Test cases 13, 14, 15, 16, 17 and 18: Standard IEEE 57-bus and IEEE 118-bus systems: The numbers of iterations for the IEEE 57-bus and IEEE 118-bus base systems are given in the Table 5 and 6, respectively.
| Table 5: | Test results of IEEE 57 bus system |
| Table 6: | Test results of IEEE 118 bus system |
The test cases of the IEEE 57-bus and IEEE 118-bus systems are described as:
| • | Cases 13: This is the 57-bus system with a matrix converter coupled with line 80 (55-9).

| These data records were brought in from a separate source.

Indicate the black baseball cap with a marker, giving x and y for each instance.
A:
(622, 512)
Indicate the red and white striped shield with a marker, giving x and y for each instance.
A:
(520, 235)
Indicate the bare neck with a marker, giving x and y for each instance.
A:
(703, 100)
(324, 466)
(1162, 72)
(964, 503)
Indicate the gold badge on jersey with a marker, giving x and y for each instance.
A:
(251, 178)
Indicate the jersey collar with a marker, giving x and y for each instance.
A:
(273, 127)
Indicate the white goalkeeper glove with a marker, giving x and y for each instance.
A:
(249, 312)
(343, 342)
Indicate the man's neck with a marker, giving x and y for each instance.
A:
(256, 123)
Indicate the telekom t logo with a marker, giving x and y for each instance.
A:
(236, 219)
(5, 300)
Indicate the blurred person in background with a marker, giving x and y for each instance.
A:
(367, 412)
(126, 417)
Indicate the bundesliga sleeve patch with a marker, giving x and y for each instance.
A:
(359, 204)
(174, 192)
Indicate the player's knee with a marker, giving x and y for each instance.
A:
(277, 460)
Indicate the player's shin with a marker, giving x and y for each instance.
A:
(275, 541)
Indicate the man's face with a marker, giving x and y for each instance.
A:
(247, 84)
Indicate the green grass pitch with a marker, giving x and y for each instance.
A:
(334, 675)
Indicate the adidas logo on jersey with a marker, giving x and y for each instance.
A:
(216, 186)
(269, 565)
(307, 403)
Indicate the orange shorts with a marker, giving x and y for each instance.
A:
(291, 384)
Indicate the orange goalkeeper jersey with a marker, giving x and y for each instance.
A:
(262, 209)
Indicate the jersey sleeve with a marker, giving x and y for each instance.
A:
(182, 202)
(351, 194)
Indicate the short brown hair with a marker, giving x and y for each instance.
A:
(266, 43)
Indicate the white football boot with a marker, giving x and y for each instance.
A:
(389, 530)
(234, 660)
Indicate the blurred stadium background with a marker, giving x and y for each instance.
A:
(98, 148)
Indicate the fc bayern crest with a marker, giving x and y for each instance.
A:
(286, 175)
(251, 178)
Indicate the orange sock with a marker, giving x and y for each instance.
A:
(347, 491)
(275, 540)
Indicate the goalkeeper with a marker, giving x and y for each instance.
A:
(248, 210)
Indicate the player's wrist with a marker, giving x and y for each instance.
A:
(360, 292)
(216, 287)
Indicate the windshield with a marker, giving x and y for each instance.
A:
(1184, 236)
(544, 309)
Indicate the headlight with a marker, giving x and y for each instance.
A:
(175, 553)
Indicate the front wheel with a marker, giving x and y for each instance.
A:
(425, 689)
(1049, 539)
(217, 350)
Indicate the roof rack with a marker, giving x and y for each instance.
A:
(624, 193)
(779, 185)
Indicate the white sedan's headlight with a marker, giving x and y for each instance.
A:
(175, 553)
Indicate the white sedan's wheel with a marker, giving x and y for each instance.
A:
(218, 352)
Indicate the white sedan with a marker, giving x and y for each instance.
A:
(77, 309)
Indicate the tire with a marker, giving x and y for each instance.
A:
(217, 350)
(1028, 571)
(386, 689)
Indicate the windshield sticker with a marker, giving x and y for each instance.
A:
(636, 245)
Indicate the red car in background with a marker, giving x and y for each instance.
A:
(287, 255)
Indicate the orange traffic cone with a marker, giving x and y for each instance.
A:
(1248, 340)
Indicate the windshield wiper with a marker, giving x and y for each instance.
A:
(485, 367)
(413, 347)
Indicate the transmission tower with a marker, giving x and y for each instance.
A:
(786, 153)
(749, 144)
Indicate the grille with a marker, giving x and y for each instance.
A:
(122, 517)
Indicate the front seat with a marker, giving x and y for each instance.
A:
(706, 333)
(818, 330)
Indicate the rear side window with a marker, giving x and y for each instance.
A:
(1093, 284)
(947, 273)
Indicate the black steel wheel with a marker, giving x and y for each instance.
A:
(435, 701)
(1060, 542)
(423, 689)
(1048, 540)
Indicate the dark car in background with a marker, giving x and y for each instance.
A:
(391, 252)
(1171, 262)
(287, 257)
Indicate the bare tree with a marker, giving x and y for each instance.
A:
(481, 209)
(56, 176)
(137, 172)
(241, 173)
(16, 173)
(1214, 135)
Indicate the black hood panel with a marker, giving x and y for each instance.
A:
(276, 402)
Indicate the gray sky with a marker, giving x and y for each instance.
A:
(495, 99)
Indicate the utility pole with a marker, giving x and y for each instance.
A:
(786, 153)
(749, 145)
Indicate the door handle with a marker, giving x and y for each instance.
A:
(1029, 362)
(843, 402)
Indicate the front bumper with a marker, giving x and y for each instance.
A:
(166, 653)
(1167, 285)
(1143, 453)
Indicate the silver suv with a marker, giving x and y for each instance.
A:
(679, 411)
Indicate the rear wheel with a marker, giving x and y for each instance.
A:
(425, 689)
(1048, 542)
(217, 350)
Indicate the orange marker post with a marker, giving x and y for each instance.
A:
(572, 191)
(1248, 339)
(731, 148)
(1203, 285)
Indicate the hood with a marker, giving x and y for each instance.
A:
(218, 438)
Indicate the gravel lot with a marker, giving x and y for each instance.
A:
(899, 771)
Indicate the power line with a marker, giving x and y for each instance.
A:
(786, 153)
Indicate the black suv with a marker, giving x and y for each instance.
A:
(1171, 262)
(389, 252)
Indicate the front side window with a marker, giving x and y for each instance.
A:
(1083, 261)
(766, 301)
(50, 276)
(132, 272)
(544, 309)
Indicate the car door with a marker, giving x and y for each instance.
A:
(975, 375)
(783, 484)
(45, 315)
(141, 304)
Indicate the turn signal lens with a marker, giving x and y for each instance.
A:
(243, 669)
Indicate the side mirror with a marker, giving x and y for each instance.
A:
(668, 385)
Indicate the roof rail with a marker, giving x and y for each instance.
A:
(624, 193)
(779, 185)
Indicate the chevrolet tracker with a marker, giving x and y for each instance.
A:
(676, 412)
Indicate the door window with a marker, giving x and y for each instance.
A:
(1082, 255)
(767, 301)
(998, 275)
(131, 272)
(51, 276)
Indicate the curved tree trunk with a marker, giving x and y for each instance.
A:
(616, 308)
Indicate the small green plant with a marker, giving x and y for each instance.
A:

The matrix converter is used to control the voltage magnitude at bus 55 |
| • | Cases 14: This is like case 13 except that the matrix converter is used to control the active power flow of line 80 (55-9) |
| • | Case 15: Case 15 and case 13 are alike except that the matrix converter in case 15 is used to control both the active power flow of line 80 (55-9) and the voltage magnitude at bus 55. |
The test results of cases 13-15 are given by Table 5. The values of N and Ψ required to achieve the voltage magnitude and active power to their operating points are given as well.
| • | Cases 16: This is the 118-bus system with a matrix converter coupled with line 147 (94-95). The matrix converter is used to control the voltage magnitude at bus 95 |
| • | Cases 17: This is like case 16 except that the matrix converter is used to control the active power flow of line 147 (94-95) |
| • | Case 18: This is like case 16 except that the matrix converter is used to control both the active power flow of line 147 (94-95) and the voltage magnitude at bus 95 |
The test results of cases 16-18 are given by Table 6. From the results of Tables 5 and 6, it can be observed that, in comparison with base cases of power flow solutions, the Newton power flow solutions with the matrix converter need more iteration.
CONCLUSION
In this study the models for the series connected Matrix converter suitable for power flow analysis in different functioning modes were proposed. The steady state models of matrix converter revealed three control options particularly: (1) the nodal voltage; (2) the real power flowing through the line and (3) both of the nodal voltage and the active power flowing through the line. Fully detailed implementation of the models in the Newton algorithm of power flow, were considered. It was demonstrated that how the new equations can be added to the conventional Jacobian in the presence of matrix converter. MATLAB software (m-file) was potentially useful in expanding the Jacobian matrixes and doing power flow calculations. Numerical results on the 6-bus system, IEEE 14-bus system, IEEE 57-bus system and IEEE 118-bus system demonstrated the effectiveness of steady state models for operation of a power system including a series connected matrix converter.
Different cases were verified and it was shown that a matrix converter can control the active power flowing through a transmission line and the voltage magnitude of a node/bus. Newton algorithm of power flow converged very fast; however, the number of iterations of the cases with the matrix converter was inconsiderably higher than the cases without that.